Также напрасно было прятать сахар. Сахар выдавали на карточки «глызами», похожими на голубоватый искрящийся сладкий камень. Если его долго лизать, то губы склеивались, и вся мордашенция превращалась в липкую замурзанную карамельку, куда были вставлены хитрые близко посаженные «глазенапки». У бабушки Нины стащить сахару было трудно, даже невозможно, ее секретные тайники и погребцы не знал никто; перед чаем она добывала из-под фартука сахарную «голову», сверкающими щипчиками откалывала всем (детям и взрослым) по осколку и давала «рукодано». Если в дому заводились монпансье или полосатые подушечки, спаявшиеся в медовый ком, то бабеня благословяла конфеткой, сама умудряясь с одной карамелькой выпить чашек восемь чаю, и почти непотраченную сладость, слегка погрызенный с одного бочка окусочек, оставляла на блюдце до следующего самовара. Бабушка Нина имела в доме власть «тираническую», пока не женился дядя Валерушка, – и перечить ей никто не смел. Каждое чаепитие имело свои традиции и их следовало соблюдать. У матери же в семье (куда вернули меня), несмотря на ее капризный, порою и вздорный характер, было куда больше воли, вернее во всем соблюдалась свобода; не хотела, да и не умела нас ущемлять в самом малом, чтобы мы потешили детскую утробушку.

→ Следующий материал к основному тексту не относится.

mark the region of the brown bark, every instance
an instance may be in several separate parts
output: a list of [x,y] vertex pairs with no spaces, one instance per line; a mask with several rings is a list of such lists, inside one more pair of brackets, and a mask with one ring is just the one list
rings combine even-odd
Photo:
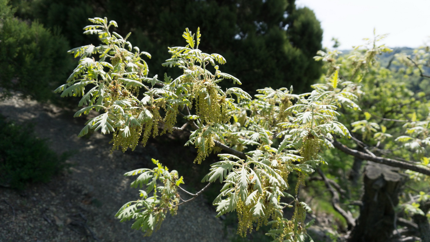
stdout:
[[348,242],[386,242],[389,240],[396,220],[394,208],[403,177],[398,169],[369,162],[364,173],[363,205],[348,239]]

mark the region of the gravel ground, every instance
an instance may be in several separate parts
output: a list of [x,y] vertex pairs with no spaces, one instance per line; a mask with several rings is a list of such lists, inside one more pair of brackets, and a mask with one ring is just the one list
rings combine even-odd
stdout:
[[150,237],[130,228],[131,222],[120,223],[115,213],[138,193],[129,187],[132,178],[123,175],[141,168],[142,159],[152,165],[150,158],[169,150],[150,144],[140,156],[118,151],[109,154],[109,137],[95,133],[78,138],[85,120],[60,111],[17,96],[0,102],[3,115],[34,123],[36,134],[51,149],[74,154],[67,161],[73,165],[71,172],[48,183],[23,191],[0,187],[0,241],[228,241],[222,222],[203,197],[180,207]]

Помню, как прятала она месячный сахарный паек на печь-голландку: я сооружал подобие эшафота из табуретки и поленьев и, рискуя разбиться, доставал узелок, похищал «глызу» и смывался на улицу. «Сладкая мыша» завелась в нашей боковушке и ее не мог поймать ни один материн «капкан». Она прятала сахар в сенях, на чердаке, под кроватью и под периной, в комоде, на чердаке под сеном, а однажды решилась схоронить в окованном железными полосами сундуке. Сундук был ее единственным приданым, приехавшим в городок из родимой деревеньки Жерди и напоминал об рано умершей маме Марии (моей бабушке по материнской родове). Ключ неисповедимыми путями, мальчишеским ищейным нюхом я отыскал, – блестящий, с витой головкою, торопливо, прислушиваясь, не идет ли мать, просунул в ушко толстый гвоздь, надавил, что-то курлыкнуло в скважине, – и надо же... хоботок в прорези хрустнул, свернул себе шею, и ключ застрял в замке навсегда. Видит Бог, я был ни капельки не виновен; насколько красив, изящен и загогулист был старинный стальной ключ, настолько оказался он слабенек в детских ручонках.